Munir did become a litigation associate—first at Kirkland & Ellis in Washington, D.C., and later at Greenberg Traurig in Miami—and he clerked for a federal district judge in Florida along the way. But the logical progression of that career trajectory was thwarted even before he started the first of those jobs, derailed by the terrorist attacks of 9/11, just three months after he finished law school.

“After September 11, I was determined to find a job that allowed me to serve America in places where I felt I could contribute the most,” said Munir, who grew up in Grand Rapids, Mich., and graduated from Yale University with a B.A. in political science. “My parents immigrated to the United States from Pakistan. They have always encouraged my sister and me to find ways to give back to the United States and the American people who have given us so much.”

Fluent in French, Arabic, and Urdu, Munir joined the Foreign Service in 2004—aided by a Heyman Fellowship—and was soon posted to Jeddah, Saudi Arabia. The contrast between his new life and his law firm days became frightfully apparent just two weeks after his arrival, when five staff members were killed in a terrorist attack on the consulate. After that, he said, “confronting terrorism and extremism became a deeply personal issue for me.”

After completing his tour in Saudi Arabia in early 2006, Munir joined the political section of the U.S. Embassy in Paris, heading up its outreach to French Muslims. But when he learned that the State Department needed Arabic-speaking volunteers with regional experience for the mission in Iraq, he knew he had to sign up: “I loved my job in Paris, but I wanted to contribute where the need was the greatest.”

Munir arrived in Baghdad in 2006 and was assigned to the U.S. Embassy’s Provincial Reconstruction Team for Anbar Province, a joint civilian-military group that supports the provincial and local governments, including Anbar’s governor.
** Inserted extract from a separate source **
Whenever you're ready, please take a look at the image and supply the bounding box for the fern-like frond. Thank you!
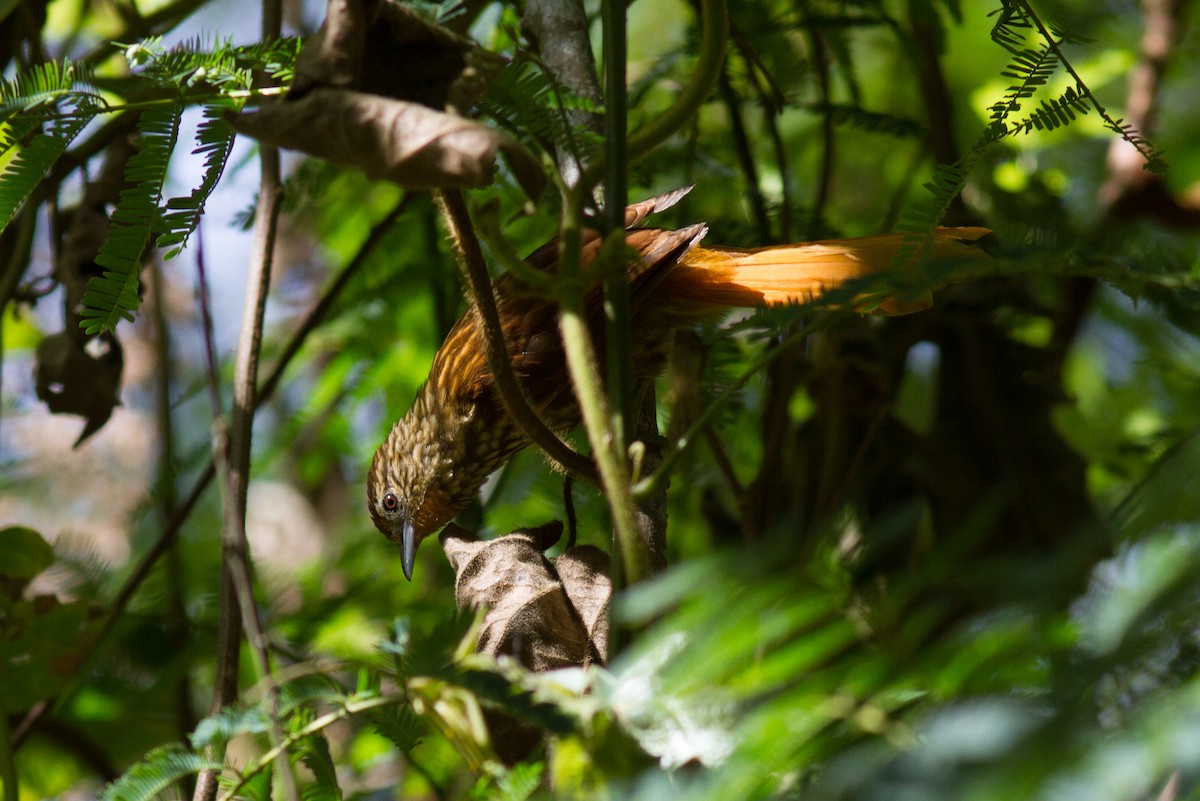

In that role, he has organized conferences to strengthen ties between provincial and local officials, and he has secured resources for the province from the central government in Baghdad. Recently, he helped council members who had fled the province under insurgents’ threats to return to the provincial capital of Ramadi, arranging for the Marines to transport them there for meetings aimed at restoring the provincial government. His job also entails sharing the American viewpoint with Anbari officials and ordinary citizens, he says.

“Our goals are to bolster moderates, promote reconciliation and foster economic development across Iraq,” Munir said. Legal questions—particularly as they relate to the development of the rule of law or the law-making process—come up frequently, and his legal training serves him well, he adds.

Asked for a progress report, he said military successes in Anbar over the past year have enabled civilians from the State Department and other agencies “to step in and assist with political and economic development in the province.”

Munir’s yearlong tour in Iraq ended just before the new year. When an interviewer asked him recently where he sees himself in five years, he didn’t offer a prediction, but he rattled off the commitments that will fill up most of his life until then: “I have assignments with the State Department in Jordan, Tunisia and Syria over the next four years.”